The past 24-36 hours have been crazy concerning weather. Tuesday night found us hunkered down in our basement because there was a potential tornado in the area. Of course it was nighttime and everything would be rain wrapped and impossible to see. After barely missing a tornado a few years ago, we don't take that chance any more. I think being a parent has changed our perspective.
But after the aftermath of the tornadoes (there's no talk of the one near us because there were three in Sioux Falls; the only talk was some rumblings that there was some damage in the country), there was rain and lots of it.
Yesterday morning I took my normal route out of the Sanctuary and had to deal with the gravel road being flooded. I figured the rest of my normal route might have problems too so opted for a different route. The road to the paying job had water on it but still passible. This morning, the road is closed. We received lots of rain last night. The worst part, is that Madison (30 miles north of Humboldt), received 11 inches of rain. The entire town is flooded as far as I know. Luckily my parents (and the summer pasture, which we didnt' use) are out of town and away from any creeks.
Driving was more interesting, trying to find a route that wasn't closed do to construction and a route that wasn't flooded or potentially flooded.
We ran to Canistota last night to check on the Fabulous Four we are taking in. I've been checking on them for a week every few days. There's flooding over there as well. In fact, there's a no travel advised warning issued from Humboldt west to somewhere near Chamberlain. And of course the Fabulous Four are not far from us but in the no traveled advised. I've been trying to figure out when we can get them but our schedules are so insane, it's a bit tricky. We can't just drop everything. I don't have enough vacation hours, we have childrens' activities, and now there's bad weather.
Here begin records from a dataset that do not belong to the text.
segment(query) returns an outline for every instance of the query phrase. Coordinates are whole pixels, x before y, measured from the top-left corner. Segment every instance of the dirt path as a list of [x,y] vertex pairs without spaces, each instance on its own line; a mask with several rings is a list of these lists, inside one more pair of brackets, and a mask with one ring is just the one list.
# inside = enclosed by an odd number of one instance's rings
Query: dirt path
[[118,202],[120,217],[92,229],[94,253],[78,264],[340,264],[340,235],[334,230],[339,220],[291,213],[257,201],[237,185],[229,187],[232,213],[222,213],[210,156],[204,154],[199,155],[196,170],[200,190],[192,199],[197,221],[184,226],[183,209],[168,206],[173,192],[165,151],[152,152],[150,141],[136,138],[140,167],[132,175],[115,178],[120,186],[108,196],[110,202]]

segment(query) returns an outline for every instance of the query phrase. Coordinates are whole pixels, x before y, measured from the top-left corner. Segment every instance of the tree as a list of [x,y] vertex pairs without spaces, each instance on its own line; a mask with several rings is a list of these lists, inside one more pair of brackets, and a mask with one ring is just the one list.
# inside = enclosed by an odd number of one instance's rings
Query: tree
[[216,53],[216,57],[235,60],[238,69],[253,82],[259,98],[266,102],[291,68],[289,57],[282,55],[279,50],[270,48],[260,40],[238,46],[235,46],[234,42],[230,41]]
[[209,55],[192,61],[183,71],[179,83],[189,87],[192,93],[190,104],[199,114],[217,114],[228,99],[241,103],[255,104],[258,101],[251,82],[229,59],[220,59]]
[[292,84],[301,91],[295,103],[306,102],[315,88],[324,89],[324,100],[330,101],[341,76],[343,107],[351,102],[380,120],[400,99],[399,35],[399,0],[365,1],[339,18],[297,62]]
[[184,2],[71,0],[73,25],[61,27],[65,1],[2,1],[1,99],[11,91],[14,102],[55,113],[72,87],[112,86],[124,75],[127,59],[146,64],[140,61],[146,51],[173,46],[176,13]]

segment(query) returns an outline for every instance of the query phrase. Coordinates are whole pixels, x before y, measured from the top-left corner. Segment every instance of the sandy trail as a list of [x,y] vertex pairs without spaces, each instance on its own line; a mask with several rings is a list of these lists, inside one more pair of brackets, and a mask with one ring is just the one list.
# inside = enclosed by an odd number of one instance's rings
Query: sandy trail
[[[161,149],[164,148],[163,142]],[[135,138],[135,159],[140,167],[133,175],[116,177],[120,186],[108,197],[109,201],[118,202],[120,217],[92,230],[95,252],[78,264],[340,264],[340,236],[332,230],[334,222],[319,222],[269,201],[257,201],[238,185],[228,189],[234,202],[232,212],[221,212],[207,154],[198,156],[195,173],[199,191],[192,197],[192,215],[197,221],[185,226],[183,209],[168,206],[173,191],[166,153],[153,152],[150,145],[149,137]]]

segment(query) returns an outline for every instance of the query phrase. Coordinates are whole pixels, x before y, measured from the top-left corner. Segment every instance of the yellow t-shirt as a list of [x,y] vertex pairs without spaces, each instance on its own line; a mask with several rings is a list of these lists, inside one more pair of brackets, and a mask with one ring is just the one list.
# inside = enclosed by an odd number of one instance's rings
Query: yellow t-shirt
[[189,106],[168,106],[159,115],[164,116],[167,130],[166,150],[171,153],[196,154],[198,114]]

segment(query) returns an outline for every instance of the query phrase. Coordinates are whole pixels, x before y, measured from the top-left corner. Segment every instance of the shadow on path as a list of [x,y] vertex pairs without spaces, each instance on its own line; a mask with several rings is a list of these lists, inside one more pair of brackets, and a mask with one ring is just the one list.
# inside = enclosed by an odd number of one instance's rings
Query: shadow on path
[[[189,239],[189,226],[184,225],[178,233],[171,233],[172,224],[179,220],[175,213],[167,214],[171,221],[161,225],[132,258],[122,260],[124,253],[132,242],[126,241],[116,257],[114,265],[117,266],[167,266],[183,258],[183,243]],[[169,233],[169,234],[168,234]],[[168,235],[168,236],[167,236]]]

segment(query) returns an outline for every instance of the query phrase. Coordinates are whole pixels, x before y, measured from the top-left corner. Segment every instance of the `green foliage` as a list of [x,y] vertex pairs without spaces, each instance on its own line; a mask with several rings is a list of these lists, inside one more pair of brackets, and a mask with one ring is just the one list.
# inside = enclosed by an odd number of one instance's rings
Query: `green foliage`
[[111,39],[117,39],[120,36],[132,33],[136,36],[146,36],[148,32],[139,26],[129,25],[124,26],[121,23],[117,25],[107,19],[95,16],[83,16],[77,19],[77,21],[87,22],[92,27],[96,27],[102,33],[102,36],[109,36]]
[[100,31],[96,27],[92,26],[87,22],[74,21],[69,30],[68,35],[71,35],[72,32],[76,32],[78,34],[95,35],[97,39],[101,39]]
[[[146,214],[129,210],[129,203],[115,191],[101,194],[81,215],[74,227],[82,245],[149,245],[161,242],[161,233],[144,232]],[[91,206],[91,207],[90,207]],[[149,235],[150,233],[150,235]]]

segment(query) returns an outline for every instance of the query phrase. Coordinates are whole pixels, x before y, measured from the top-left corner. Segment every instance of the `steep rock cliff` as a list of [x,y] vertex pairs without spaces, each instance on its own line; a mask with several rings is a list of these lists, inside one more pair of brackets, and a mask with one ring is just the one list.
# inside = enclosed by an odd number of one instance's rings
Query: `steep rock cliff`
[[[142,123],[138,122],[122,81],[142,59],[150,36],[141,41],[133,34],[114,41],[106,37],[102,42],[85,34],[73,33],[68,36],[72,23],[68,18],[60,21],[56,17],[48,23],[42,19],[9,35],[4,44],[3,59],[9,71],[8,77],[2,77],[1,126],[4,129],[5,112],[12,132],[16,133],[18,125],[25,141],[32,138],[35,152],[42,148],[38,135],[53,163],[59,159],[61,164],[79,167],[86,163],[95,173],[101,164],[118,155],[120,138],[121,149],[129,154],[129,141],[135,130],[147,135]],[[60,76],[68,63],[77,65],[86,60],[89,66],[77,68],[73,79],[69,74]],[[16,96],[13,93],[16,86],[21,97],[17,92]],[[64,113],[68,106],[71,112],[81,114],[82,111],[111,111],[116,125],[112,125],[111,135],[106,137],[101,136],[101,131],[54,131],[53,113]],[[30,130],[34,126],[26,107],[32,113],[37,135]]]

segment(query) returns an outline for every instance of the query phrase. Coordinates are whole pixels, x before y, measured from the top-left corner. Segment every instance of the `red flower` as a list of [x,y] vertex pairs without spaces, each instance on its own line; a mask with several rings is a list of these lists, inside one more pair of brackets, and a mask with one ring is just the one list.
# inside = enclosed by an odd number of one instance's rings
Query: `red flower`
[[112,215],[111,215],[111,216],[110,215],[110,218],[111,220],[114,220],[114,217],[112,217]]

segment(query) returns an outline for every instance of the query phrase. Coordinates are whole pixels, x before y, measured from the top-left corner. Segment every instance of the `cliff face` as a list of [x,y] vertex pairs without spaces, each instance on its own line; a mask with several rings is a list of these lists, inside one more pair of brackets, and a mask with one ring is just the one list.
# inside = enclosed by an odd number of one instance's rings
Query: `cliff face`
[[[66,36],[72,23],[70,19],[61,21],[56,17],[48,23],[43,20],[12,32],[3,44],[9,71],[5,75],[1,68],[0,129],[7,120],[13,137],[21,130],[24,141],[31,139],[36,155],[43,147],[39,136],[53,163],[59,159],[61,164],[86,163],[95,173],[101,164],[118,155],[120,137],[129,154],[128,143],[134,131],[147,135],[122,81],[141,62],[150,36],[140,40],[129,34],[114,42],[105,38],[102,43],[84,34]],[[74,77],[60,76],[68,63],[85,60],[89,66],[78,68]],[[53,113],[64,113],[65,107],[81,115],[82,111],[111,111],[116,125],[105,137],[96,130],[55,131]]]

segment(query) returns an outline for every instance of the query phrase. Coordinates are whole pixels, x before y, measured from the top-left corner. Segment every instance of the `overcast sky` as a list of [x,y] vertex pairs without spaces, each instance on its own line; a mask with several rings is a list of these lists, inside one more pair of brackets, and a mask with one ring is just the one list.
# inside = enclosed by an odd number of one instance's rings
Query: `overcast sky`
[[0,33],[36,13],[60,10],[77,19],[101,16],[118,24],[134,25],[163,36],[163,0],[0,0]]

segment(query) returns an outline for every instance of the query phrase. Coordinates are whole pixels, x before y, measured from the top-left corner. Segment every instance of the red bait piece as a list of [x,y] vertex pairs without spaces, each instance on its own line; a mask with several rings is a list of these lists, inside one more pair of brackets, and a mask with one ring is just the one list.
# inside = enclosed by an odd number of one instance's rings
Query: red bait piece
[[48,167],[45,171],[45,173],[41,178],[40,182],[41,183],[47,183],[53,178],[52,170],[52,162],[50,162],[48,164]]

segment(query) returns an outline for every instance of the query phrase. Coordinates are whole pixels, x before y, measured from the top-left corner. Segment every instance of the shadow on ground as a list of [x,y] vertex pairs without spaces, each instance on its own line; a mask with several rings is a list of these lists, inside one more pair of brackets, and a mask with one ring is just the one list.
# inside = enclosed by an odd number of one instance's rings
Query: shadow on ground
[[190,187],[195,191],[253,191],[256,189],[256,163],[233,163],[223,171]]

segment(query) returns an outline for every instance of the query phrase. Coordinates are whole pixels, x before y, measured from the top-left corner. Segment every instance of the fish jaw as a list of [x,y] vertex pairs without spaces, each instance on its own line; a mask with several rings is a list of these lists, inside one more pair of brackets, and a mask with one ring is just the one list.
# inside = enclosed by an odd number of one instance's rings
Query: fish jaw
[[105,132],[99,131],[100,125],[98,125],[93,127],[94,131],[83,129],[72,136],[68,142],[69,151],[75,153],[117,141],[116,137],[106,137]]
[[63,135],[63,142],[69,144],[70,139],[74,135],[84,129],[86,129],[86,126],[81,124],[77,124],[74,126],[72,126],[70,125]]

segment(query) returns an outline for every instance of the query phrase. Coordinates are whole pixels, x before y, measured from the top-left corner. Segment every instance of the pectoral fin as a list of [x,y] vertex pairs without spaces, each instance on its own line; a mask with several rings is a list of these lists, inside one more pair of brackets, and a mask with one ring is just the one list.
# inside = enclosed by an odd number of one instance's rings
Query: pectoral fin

Our herd faired well through everything. The big herd is in a part of the pasture that is at the top of the hill so there's no worry about them getting into any water. I suspect our pasture will flood but so far the water isn't nearly as bad as it was this March. I'm glad we waited until September to let the herd onto this part of the pasture. It is going to make having the fence contractor look at our pasture a bit more difficult.
I think we finally have someone lined up to come out and give us an estimate on fencing. Sadly, I'm throwing in two additional projects so not sure how much that will cost. It's putting wooded fence posts in only. As much as I would LOVE to have all new fencing, the wood panels are more important. And because outside of the $5,000 we won through South Dakota Gives, all fencing will come out of our personal pocket rather than through donations to the Sanctuary. Donations to the Sanctuary will be solely to help feed and vet the horses.
My mind is running in about a million directions and I can't focus. There's too much going on and there's going to be very little going on at the Sanctuary other than day-to-day chores and trying to survive for the next few weeks until the weather calms down and hopefully our schedules slow down (hahaha, schedules slowing down when kids are in school, wishful thinking).